Hotel broker Colliers says the average sale price per room was 150% higher last year than in 2016. In October, the brand-new, five-star W Hotel above an Albert Heijn supermarket on the Spuistraat was sold for €260m, representing a book profit of €125m. This works out to more than €1m a room.
Just before the year-end, the NH Barbizon Palace on the Prins Hendrikkade was bought by a German investor for €155.5m, a book profit of €55m for its Spanish owner NH Hotels, which will continue to manage the hotel.
Even the prices for hotels not yet in operation are soaring. The new 490-room €30.5m Leonardo hotel in the former industrial area Overamstel was sold for a reported €77.4m before construction even began.
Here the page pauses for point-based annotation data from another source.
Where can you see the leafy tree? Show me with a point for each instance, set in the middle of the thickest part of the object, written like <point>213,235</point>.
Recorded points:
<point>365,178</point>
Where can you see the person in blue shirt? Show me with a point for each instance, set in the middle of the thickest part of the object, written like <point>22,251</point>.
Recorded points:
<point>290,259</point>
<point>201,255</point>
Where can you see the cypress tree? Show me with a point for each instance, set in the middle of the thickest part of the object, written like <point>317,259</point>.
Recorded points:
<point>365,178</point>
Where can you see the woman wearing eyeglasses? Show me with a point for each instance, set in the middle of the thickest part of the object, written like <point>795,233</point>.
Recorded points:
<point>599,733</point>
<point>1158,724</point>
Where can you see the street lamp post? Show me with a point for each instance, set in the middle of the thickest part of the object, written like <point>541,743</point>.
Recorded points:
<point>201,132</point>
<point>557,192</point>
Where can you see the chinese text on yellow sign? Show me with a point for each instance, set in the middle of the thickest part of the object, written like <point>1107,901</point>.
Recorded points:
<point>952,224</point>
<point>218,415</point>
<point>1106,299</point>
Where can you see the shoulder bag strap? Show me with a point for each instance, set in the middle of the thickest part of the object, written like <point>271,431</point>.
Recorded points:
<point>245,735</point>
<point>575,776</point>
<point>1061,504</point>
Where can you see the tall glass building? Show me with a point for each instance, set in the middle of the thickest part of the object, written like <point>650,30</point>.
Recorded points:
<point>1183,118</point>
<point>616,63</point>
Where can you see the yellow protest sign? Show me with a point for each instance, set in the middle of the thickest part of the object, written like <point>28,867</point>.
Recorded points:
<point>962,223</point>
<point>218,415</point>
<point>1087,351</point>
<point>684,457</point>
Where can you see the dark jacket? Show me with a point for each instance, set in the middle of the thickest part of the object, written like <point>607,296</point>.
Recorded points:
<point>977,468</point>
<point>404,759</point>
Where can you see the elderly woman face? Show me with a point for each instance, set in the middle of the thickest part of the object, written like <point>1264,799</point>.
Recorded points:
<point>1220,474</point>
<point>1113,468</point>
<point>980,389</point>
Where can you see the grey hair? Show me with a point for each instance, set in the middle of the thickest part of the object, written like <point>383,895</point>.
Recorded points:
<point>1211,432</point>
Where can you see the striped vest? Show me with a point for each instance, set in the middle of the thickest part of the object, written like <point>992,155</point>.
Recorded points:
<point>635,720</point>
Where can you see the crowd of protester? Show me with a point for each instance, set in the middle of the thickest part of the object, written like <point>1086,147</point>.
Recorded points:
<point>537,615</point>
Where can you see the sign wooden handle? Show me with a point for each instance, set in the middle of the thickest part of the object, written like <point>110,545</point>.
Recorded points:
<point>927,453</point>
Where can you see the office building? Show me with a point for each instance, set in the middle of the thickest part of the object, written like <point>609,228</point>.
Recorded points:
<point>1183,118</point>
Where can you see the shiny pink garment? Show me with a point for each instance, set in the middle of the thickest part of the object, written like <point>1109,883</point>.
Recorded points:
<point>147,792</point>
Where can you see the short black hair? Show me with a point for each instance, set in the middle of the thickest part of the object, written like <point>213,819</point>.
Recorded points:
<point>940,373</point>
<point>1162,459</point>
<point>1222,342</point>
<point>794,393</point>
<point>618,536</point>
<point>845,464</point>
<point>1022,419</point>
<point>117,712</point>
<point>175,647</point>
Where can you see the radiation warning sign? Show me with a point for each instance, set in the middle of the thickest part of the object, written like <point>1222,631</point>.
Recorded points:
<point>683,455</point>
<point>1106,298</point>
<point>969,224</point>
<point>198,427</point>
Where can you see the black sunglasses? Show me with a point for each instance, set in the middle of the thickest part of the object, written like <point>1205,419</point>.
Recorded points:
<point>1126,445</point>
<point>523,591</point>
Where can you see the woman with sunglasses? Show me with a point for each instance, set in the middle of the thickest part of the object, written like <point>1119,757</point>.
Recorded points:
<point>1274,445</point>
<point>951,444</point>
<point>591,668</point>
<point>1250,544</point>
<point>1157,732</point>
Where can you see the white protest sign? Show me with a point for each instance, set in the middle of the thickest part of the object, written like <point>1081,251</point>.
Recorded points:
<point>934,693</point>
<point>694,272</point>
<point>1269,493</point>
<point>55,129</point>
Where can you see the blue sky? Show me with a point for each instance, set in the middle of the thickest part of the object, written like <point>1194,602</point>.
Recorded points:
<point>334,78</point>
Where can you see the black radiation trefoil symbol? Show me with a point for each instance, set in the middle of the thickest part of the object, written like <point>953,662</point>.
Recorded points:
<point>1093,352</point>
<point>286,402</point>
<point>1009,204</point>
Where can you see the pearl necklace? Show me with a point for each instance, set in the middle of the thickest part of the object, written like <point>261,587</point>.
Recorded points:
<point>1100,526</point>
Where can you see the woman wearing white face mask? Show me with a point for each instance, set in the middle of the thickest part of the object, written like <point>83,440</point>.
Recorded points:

Dirk Bakker of Colliers attributes the extreme prices to the ban on new hotel construction in most parts of Amsterdam.
Investors believe that the number of visitors to Amsterdam will grow faster than new hotel rooms can be delivered. As a result, room prices will continue to rise, he told the paper.
‘Some 7,000 hotel rooms will be added in Amsterdam up to 2020,’ said Jan Steinebach, hotels director at property consultancy CBRE. ‘But the number of visitors will increase much faster. And because room occupancy rates cannot be higher, room prices will rise very quickly,’ he said.
Despite the inroads made by Airbnb and the objections of local residents against the ever-increasing flood of tourists in the Dutch capital, Amsterdam hotels headed for record profits in 2017.
The popularity of Amsterdam among tourists and business people, particularly those headed for international congresses, continues unabated, the Financieele Dagblad reported in November.
The average per-night price of a hotel room has shot up to €140 from €131 as the occupancy rate hovers around 83.7%, the highest level since 2000, the paper said, quoting figures from Colliers.